Emicizumab prophylaxis was found to be safe, with fewer than 10% of the patients experiencing reporting adverse event(s). Injection site reactions were the most frequent unfavorable occurrence in this study, similar to what was reported in the HAVEN studies and other real-world reviews [6,7,8]. As in other reports [11,12,13], our study indicated that these events were minor and transient, with no the patients ceasing treatment due to unbearable symptoms. None of our participants experienced thrombotic incidents. This might be linked to the minimal exposure of activated prothrombin complex concentrates (aPCC) among study participants. Those with previous exposure stated to have utilised it for fewer than three days during circumcision procedures, with no instance exceeding 100IU/kg daily.

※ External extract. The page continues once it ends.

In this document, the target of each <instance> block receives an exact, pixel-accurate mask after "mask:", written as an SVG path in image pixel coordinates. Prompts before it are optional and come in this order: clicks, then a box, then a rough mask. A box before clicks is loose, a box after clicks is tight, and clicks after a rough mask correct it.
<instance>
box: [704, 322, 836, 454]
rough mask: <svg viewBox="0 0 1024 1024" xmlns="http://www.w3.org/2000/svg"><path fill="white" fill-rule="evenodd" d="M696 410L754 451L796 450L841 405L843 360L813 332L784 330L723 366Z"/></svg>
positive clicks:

This study had some limitations. Although we recognise that newer methods for evaluating treatment adherence in patients receiving emicizumab prophylaxis are available, such as the VERITAS-NexGen [16] (which encompasses elements of planning, administration, timing, dosing, and patient independence in handling bleeds during prophylaxis), this option was not implemented since only 30.0% of our subjects were self-administering. The study also did not collect the actual doses received by the patients during the loading and maintenance doses, which may have been helpful for putting the bleeding outcomes into context. However, it should be noted that 3 mg/kg/week × 4 weeks was given for as loading and 1.5 mg/kg/week, 3mg/kg/bi monthly or 6 mg/kg/monthly, as per the WFH regulations and manufacturer recommendations. As we conducted a cross-sectional study examining patients’ characteristics before receiving treatment, we may have encountered a degree of recall bias from the participants.

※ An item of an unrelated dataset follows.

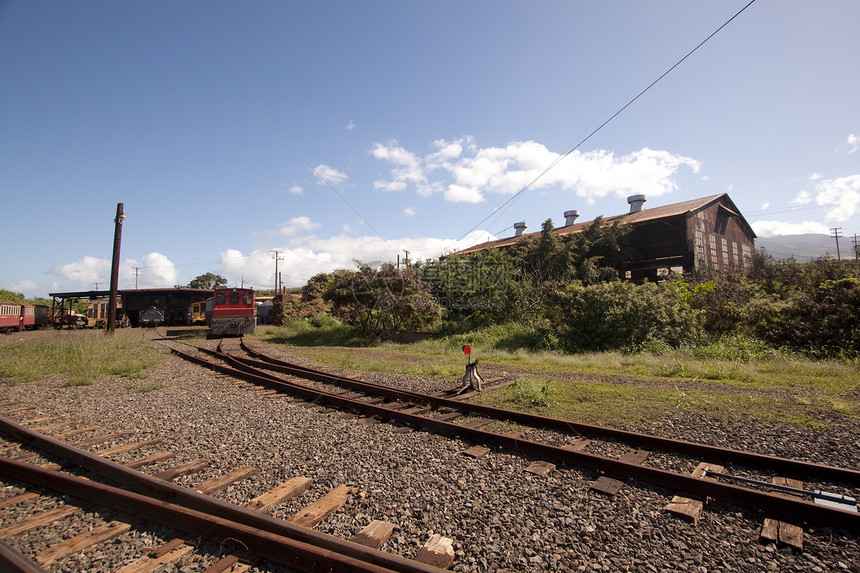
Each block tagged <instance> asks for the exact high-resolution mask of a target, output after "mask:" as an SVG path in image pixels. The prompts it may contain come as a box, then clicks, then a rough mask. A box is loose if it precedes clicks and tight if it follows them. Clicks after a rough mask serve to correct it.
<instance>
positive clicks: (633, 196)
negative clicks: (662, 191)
mask: <svg viewBox="0 0 860 573" xmlns="http://www.w3.org/2000/svg"><path fill="white" fill-rule="evenodd" d="M627 202H628V203H630V212H631V213H638V212H639V211H641V210H642V205H644V204H645V195H631V196H630V197H628V198H627Z"/></svg>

To the best of our knowledge, this study stands as one of the few studies conducted in the Sub-Saharan population to thoroughly evaluate adherence, treatment outcomes and the safety profile of emicizumab prophylaxis. These distinctive results are critical in highlighting the disparities between patients from low and middle-income countries and those from developed settings, a consideration that should come to bear when designing humanitarian programmes for these regions. The study encompassed approximately 80% of all patients with HA in Tanzania on prophylaxis, providing valuable insights into the actual circumstances surrounding patients receiving emicizumab prophylaxis in the country.
Among this cohort of PwHA, adherence to emicizumab prophylaxis was high. Despite being a subcutaneous injection that could allow home prophylaxis, the majority continue to receive prophylaxis from health care facilities. Emicizumab prophylaxis is efficacious in preventing spontaneous bleeding and has an acceptable safety profile. Older age was significantly associated with spontaneous bleeding while on prophylaxis. Continued monitoring and pharmacovigilance with larger cohorts are essential to assess long term outcomes and optimise patient management strategies.